Game Changers, ovvero come rendere Valorant inclusivo per le donne

Game Changers è la dimostrazione di come creare circuiti professionali per sole donne si stia rivelando un’opzione vincente in questa fase di sviluppo degli esports.

Un tema ricorrente quando si parla di donne ed esports è la creazione di iniziative chiuse. Non tutti sono d’accordo sul fatto che dar vita a circuiti professionistici per sole donne sia la soluzione migliore per favorirne l’inclusione. Anzi, in molti pensano che contribuisca a ghettizzare le giocatrici. Eppure alcuni ritengono che creare ambienti protetti possa, almeno in una fase iniziale, aiutare le professioniste a emergere e farsi conoscere. Proprio con questo spirito è nato Game Changers, un programma di accelerazione per le donne negli esports capace di accrescere la visibilità e il peso delle ragazze che giocano a Valorant.

Lanciato da Riot nel febbraio del 2021, Game Changers include un circuito professionale tutto al femminile per le gare del noto videogame sparatutto.
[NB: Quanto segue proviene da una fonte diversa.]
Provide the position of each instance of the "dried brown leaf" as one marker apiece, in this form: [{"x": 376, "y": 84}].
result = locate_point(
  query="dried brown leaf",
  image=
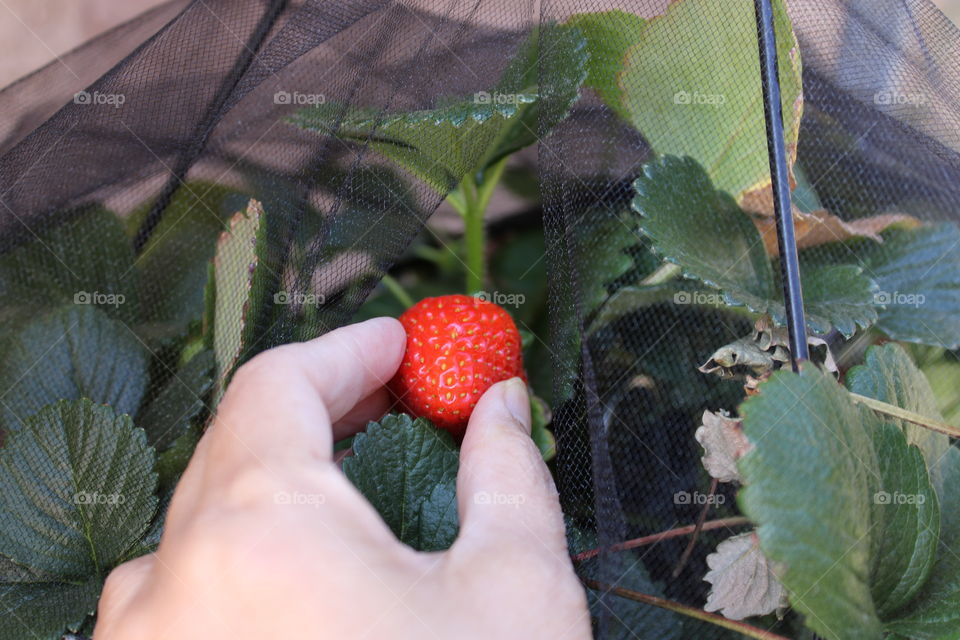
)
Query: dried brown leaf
[{"x": 744, "y": 583}]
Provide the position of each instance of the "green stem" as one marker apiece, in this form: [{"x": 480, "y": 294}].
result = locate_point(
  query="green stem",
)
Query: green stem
[
  {"x": 666, "y": 271},
  {"x": 477, "y": 196},
  {"x": 903, "y": 414},
  {"x": 397, "y": 290},
  {"x": 692, "y": 612},
  {"x": 722, "y": 523}
]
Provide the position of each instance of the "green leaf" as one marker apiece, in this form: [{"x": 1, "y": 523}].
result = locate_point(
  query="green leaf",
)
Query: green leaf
[
  {"x": 906, "y": 517},
  {"x": 942, "y": 368},
  {"x": 439, "y": 523},
  {"x": 439, "y": 146},
  {"x": 76, "y": 491},
  {"x": 172, "y": 462},
  {"x": 603, "y": 257},
  {"x": 42, "y": 610},
  {"x": 705, "y": 232},
  {"x": 918, "y": 274},
  {"x": 169, "y": 415},
  {"x": 808, "y": 482},
  {"x": 443, "y": 144},
  {"x": 239, "y": 272},
  {"x": 609, "y": 34},
  {"x": 57, "y": 267},
  {"x": 935, "y": 612},
  {"x": 540, "y": 432},
  {"x": 173, "y": 263},
  {"x": 398, "y": 463},
  {"x": 842, "y": 501},
  {"x": 889, "y": 375},
  {"x": 691, "y": 86},
  {"x": 71, "y": 353}
]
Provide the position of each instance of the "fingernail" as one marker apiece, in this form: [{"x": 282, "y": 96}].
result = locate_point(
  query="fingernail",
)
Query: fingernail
[{"x": 517, "y": 401}]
La competizione ha preso il via in Nord America, riscuotendo un notevole successo. Dopo aver raggiunto anche America Latina, Brasile e Sud-est asiatico, è approdata alla regione EMEA a settembre del 2021. E, per il futuro, si parla dell’arrivo del circuito in Giappone.
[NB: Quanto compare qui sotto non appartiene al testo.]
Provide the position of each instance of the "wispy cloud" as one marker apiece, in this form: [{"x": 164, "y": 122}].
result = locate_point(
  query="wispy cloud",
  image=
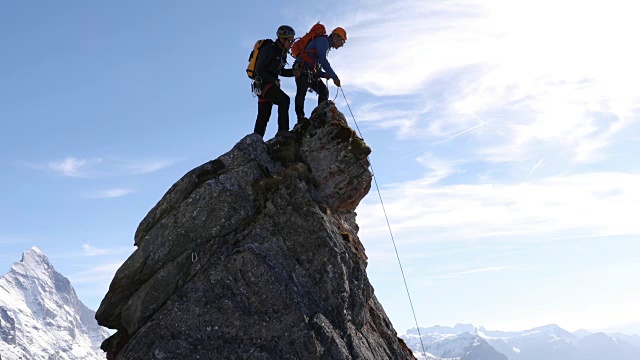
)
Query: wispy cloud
[
  {"x": 596, "y": 204},
  {"x": 71, "y": 166},
  {"x": 104, "y": 167},
  {"x": 565, "y": 86}
]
Con Game Changers, Riot si è posta tre obiettivi: educare, elevare e coinvolgere. Educare gli altri su quanto sia diversificata la comunità, elevando al contempo le giocatrici che hanno mostrato capacità e dedizione alle squadre e alle organizzazioni. E infine impegnarsi con la comunità per creare uno spazio sicuro, che consenta alle donne di sviluppare le proprie capacità e costruire un marchio per se stesse. Questo per dare un’immagine più veritiera della comunità competitiva di Valorant, che è vivace, diversificata e globale, con una parte significativa dei giocatori competitivi composta da donne.

Le donne che diventano professioniste, però, mancano spesso di supporto e quest’ostacolo andava superato. Game Changers ha creato uno spazio sicuro per le donne, che hanno così potuto mostrare le loro capacità e competere ai massimi livelli. «E la verità è che questo è importante tanto per i giocatori quanto per le organizzazioni di esports, che cercano la prossima generazione di talenti di livello mondiale per unirsi ai loro roster», ha dichiarato Vera Wienken, senior brand manager di Riot Games e a capo dei VCT (Valorant Champions Tour) Game Changers EMEA.
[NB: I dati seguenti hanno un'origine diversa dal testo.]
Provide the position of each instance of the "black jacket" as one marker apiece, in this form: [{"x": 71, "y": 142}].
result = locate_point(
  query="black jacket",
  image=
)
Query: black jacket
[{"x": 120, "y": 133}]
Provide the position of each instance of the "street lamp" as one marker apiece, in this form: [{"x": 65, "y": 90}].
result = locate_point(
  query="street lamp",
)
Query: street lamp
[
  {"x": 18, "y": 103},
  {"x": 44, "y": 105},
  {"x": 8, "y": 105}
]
Game Changers ha portato diverse organizzazioni importanti, in particolare in Nord America, a creare e schierare roster misti o di sole donne. TSM, Cloud9 e Dignitas sono solo alcuni dei grandi nomi che hanno squadre tutte femminili nel gioco. Ma non solo: ha anche offerto grosse opportunità e visibilità a tante donne che svolgono professioni legate al settore, come caster e presentatrici.

Insomma, un successo talmente grande che Riot sta già pensando di creare qualcosa di simile per League of Legends. Anche se, a dire il vero, i vertici dell’azienda hanno a più riprese messo in chiaro un concetto: la separazione tra tornei femminili e maschili dovrebbe essere una fase transitoria, necessaria in questo momento per dare visibilità alle donne e incentivarne il coinvolgimento. Ma la speranza è che in futuro questa divisione non sia più necessaria, perché si arriverà a un ecosistema più diversificato, dove tutti potranno giocare senza il timore di subire offese sessiste, cyberbullismo o altre forme di discriminazione.